Algunas personas dicen:
“Todo me sale mal.”
“Estoy rodeado de problemas.”
“Ya no sé qué hacer.”
Y lo que no ven…
es que no siempre se trata de fuerza o suerte.
Muchas veces lo que falta…
es paciencia y estrategia.
Hay quienes, ante un problema, se frustran rápido.
Se rinden.
O peor aún…
empiezan a golpearse contra la vida en lugar de pensar cómo resolver.
Como en la fábula del cuervo y el cántaro.
Un cuervo sediento encontró un cántaro con agua.
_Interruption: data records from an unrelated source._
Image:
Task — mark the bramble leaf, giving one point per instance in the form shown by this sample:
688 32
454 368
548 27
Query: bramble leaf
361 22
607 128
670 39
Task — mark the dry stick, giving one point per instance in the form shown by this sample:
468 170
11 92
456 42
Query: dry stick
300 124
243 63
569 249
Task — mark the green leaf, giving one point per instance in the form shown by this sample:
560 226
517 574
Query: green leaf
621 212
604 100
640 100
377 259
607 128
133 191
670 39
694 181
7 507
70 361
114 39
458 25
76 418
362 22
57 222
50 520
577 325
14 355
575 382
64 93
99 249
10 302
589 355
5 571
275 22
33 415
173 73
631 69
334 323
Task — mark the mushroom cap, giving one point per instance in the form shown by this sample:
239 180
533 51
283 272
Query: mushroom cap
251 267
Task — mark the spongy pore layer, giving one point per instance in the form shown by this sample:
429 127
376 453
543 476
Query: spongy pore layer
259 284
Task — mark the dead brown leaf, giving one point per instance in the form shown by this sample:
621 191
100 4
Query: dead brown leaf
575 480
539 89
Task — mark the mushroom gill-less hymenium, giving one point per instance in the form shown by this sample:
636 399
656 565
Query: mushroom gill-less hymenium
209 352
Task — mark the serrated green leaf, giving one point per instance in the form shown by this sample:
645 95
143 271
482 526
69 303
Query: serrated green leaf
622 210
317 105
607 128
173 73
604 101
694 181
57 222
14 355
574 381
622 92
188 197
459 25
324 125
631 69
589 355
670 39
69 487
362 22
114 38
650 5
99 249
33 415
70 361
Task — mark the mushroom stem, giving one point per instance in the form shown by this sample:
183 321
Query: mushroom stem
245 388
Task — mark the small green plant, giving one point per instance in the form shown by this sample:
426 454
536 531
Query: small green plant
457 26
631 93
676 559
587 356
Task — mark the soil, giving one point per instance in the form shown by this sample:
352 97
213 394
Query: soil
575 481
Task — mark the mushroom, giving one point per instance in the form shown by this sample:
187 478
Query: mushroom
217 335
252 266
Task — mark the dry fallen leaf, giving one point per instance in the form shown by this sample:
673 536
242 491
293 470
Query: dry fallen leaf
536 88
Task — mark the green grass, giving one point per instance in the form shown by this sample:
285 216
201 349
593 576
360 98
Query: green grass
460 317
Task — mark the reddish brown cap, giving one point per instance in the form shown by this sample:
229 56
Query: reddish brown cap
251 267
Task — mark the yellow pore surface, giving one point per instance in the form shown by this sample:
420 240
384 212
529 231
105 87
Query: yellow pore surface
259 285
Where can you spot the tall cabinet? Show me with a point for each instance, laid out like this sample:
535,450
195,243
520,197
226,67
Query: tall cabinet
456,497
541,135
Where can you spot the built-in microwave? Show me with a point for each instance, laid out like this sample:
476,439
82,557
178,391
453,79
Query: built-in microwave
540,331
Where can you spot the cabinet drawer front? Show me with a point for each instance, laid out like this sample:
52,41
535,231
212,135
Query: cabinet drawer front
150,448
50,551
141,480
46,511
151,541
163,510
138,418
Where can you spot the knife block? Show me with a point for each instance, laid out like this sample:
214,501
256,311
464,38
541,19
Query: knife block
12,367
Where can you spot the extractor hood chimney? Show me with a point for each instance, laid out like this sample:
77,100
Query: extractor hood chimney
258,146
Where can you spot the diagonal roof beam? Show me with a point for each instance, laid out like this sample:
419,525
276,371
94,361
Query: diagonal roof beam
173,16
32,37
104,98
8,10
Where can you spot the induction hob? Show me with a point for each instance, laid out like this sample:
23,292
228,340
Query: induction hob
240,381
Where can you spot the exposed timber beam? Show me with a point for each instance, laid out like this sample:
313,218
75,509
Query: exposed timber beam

Pero el nivel era tan bajo que su pico no podía alcanzarlo.
Intentó meter la cabeza.
Intentó tumbar el cántaro.
Intentó beber a la fuerza… pero no pudo.
Podía haberse rendido.
Podía haberse ido.
Podía haberse frustrado.
Pero se detuvo a pensar.
Y comenzó a echar piedritas dentro del cántaro,
una a una,
pacientemente,
hasta que el nivel del agua subió…
y pudo beber.
El cuervo no fue el más fuerte.
Fue el más paciente.
Y fue el más listo.
Moraleja:
Los retos grandes no siempre se rompen a fuerza de empujones.
Muchos se resuelven con cabeza fría…
y con pasos pequeños pero constantes.
No es el que más grita quien gana.
Es el que más piensa, más se enfoca… y más persiste.